The rest of the book, well over half the volume, deals with the tradition of pilgrimage and power places. Detailed descriptions of the principles behind pilgrimages in Tibet, analyses of the motivations of pilgrims, their devotional practices, the sources of blessings and how they are conferred, are followed by equally detailed accounts of dozens of the most important pilgrimages to be made in Tibet – to lakes and mountains, caves, hidden valleys, gompas and temples, chortens (stupas), cairns, and sky-burial sites.
It is obvious that Dowman did his research on the spot, or at least obtained and translated the traditional Tibetan texts and guide-books for each place. Reading Dowman´s text, resplendent with vivid description of every feature of the trail and topography, each complete with the mythic history behind the place as recorded from earliest times, is the next best thing to going there yourself. In many instances, this reviewer believes, Dowman´s book will provide the kind of inspiration that caused so many readers of Alexandra David-Neel, Lama Govinda and Heinrich Harrer to aspire to go and see for themselves, while there is still a chance.
At the same time, it is clear from this book that the sacred life of Tibet is something that cannot be erased, despite the influx of millions of Chinese and the introduction of all that is inimical to what the Tibetans hold sacred.
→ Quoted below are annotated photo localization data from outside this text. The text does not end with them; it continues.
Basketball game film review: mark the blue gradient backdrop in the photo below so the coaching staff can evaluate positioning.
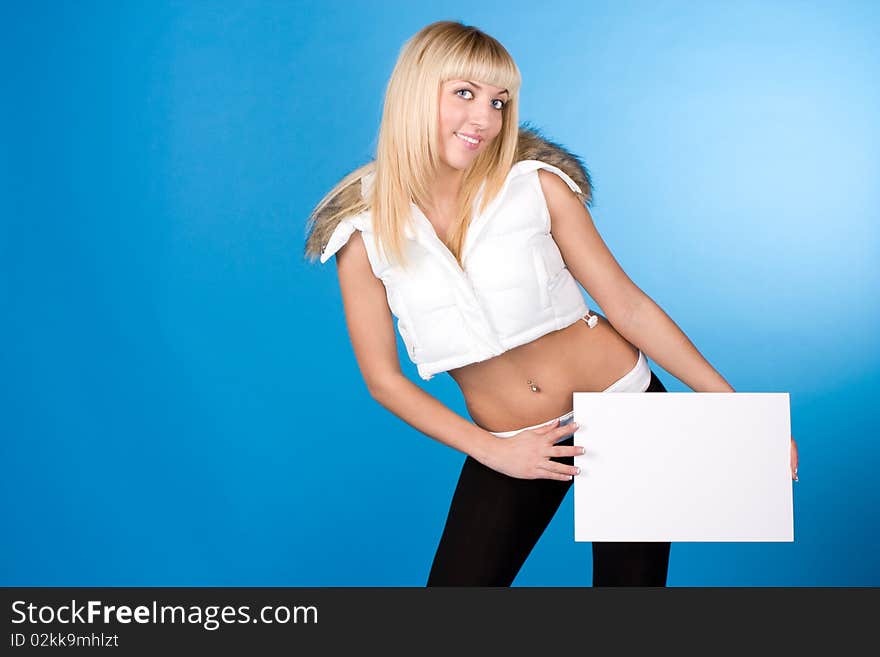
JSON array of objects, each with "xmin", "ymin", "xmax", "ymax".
[{"xmin": 2, "ymin": 0, "xmax": 877, "ymax": 586}]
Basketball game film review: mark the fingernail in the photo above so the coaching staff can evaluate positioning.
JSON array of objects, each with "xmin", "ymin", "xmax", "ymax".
[
  {"xmin": 575, "ymin": 467, "xmax": 581, "ymax": 475},
  {"xmin": 580, "ymin": 447, "xmax": 586, "ymax": 455}
]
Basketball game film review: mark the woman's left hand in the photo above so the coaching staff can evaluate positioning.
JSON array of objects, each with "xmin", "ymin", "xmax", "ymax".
[{"xmin": 791, "ymin": 436, "xmax": 799, "ymax": 482}]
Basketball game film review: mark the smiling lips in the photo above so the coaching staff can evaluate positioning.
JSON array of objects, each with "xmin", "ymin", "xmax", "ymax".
[{"xmin": 454, "ymin": 131, "xmax": 482, "ymax": 150}]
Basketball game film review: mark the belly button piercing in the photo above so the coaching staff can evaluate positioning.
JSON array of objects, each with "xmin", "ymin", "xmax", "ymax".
[{"xmin": 527, "ymin": 379, "xmax": 540, "ymax": 393}]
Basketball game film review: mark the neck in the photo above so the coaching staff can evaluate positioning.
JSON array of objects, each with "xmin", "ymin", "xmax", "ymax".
[{"xmin": 428, "ymin": 161, "xmax": 465, "ymax": 212}]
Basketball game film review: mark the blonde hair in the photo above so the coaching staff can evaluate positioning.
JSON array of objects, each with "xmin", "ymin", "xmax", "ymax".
[{"xmin": 307, "ymin": 20, "xmax": 522, "ymax": 270}]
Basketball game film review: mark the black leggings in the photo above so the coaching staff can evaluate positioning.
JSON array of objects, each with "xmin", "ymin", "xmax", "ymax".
[{"xmin": 427, "ymin": 370, "xmax": 671, "ymax": 587}]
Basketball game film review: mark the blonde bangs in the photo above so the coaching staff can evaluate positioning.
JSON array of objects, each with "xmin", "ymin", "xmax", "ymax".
[{"xmin": 432, "ymin": 32, "xmax": 521, "ymax": 99}]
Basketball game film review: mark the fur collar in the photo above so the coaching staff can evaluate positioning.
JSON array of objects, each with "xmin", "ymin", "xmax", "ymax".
[{"xmin": 304, "ymin": 122, "xmax": 593, "ymax": 261}]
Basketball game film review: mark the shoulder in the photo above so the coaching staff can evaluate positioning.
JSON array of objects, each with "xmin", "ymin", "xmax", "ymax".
[
  {"xmin": 536, "ymin": 167, "xmax": 579, "ymax": 200},
  {"xmin": 534, "ymin": 166, "xmax": 597, "ymax": 238},
  {"xmin": 317, "ymin": 210, "xmax": 373, "ymax": 264},
  {"xmin": 535, "ymin": 166, "xmax": 588, "ymax": 213},
  {"xmin": 335, "ymin": 225, "xmax": 367, "ymax": 265}
]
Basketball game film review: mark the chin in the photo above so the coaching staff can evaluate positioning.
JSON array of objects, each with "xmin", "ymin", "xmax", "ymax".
[{"xmin": 439, "ymin": 156, "xmax": 471, "ymax": 172}]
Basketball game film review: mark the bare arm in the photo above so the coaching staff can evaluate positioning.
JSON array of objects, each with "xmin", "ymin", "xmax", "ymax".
[
  {"xmin": 540, "ymin": 171, "xmax": 799, "ymax": 478},
  {"xmin": 613, "ymin": 296, "xmax": 734, "ymax": 393},
  {"xmin": 538, "ymin": 169, "xmax": 734, "ymax": 393},
  {"xmin": 372, "ymin": 373, "xmax": 500, "ymax": 462},
  {"xmin": 334, "ymin": 230, "xmax": 498, "ymax": 463}
]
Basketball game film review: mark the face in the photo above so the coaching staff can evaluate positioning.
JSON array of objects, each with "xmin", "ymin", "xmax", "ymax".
[{"xmin": 436, "ymin": 78, "xmax": 508, "ymax": 172}]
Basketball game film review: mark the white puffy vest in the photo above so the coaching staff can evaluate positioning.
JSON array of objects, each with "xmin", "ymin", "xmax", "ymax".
[{"xmin": 320, "ymin": 159, "xmax": 594, "ymax": 380}]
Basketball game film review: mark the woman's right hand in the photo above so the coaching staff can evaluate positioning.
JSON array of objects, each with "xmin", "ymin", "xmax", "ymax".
[{"xmin": 482, "ymin": 419, "xmax": 585, "ymax": 481}]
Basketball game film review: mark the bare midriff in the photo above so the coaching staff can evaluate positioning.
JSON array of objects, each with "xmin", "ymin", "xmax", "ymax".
[{"xmin": 447, "ymin": 312, "xmax": 640, "ymax": 434}]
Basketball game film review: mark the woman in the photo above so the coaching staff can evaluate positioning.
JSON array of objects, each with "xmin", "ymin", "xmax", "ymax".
[{"xmin": 304, "ymin": 20, "xmax": 798, "ymax": 586}]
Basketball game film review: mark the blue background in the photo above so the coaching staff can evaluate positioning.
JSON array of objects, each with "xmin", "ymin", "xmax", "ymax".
[{"xmin": 2, "ymin": 0, "xmax": 877, "ymax": 586}]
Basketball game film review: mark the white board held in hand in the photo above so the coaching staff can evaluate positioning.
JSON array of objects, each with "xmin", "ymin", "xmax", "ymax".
[{"xmin": 572, "ymin": 392, "xmax": 793, "ymax": 542}]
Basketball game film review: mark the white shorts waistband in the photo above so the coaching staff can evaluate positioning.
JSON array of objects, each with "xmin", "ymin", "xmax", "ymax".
[{"xmin": 486, "ymin": 350, "xmax": 651, "ymax": 438}]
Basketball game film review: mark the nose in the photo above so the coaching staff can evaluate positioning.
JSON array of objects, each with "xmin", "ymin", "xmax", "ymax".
[{"xmin": 469, "ymin": 104, "xmax": 493, "ymax": 130}]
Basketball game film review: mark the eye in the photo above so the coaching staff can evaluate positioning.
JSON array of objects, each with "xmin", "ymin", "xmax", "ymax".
[{"xmin": 455, "ymin": 88, "xmax": 506, "ymax": 111}]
Throughout his book Dowman illustrates how this sanctity is more or less inherent in the hills, valleys, plains, peaks, rivers, rocks and caves of Tibet, even in the dust and the air as trodden and breathed by its people, and how, furthermore, it exists just as much in their language, their minds and in the very blood flowing in their veins. It can to some extent be suppressed, no doubt, but even so it remains latent, potent, gathering strength, re-emerging whenever and wherever circumstances permit.
The extensive section on pilgrimage includes a gazetteer of scores of major power places throughout Tibet, giving a brief summary of the lamas, lineages, history and features in each case. It all amounts to a staggering testimony to the accumulation of sacred power in Tibet over the millennia. Summing up with notes on the Tibetan diaspora following the Chinese occupation, and the growth of Tibetan Buddhism in the West, Dowman poses the question: “How has this tiny number from a nation of four million achieved such international renown? What is the secret of Tibetan success?”
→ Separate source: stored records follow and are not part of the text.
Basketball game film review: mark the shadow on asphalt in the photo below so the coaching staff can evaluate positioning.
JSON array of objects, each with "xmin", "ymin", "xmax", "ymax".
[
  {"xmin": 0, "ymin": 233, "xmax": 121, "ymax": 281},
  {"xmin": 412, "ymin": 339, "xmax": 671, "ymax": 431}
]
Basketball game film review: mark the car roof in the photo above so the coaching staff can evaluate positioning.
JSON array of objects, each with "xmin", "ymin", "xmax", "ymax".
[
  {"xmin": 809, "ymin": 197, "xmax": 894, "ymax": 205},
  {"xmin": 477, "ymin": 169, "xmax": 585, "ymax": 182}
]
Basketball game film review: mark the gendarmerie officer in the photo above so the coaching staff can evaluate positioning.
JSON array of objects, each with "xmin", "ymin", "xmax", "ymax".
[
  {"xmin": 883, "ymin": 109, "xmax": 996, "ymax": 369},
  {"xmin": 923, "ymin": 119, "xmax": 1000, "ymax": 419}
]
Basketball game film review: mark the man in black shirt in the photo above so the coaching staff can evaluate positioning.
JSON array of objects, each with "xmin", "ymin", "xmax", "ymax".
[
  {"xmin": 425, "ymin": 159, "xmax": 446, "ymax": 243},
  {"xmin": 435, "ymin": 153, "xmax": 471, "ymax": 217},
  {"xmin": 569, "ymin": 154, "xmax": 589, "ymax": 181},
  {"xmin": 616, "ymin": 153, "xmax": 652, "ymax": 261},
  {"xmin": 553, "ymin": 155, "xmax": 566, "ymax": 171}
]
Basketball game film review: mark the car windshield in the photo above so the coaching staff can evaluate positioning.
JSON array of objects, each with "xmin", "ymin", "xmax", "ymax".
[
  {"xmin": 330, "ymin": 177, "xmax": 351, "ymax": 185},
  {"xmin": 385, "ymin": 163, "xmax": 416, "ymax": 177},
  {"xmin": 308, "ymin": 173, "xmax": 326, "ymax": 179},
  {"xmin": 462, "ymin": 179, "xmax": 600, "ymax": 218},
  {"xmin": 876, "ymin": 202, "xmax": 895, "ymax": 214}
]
For non-Tibetans who have developed a consuming interest in Tibet, what can often become a bewildering and sometimes conflicting, multi-dimensional profusion of spiritual, cultural and religious scenarios and compelling influences is here neatly labelled, classified and put into a well-ordered perspective. Moreover, the book, compared to some of the general guide books and other more academic works on the history and culture of Tibet, is a relatively easier and more enjoyable read, even in the wealth of nitty-gritty details provided. The Sacred Life of Tibet is fully accessible to anyone with a basic knowledge of and interest in Tibet and its culture.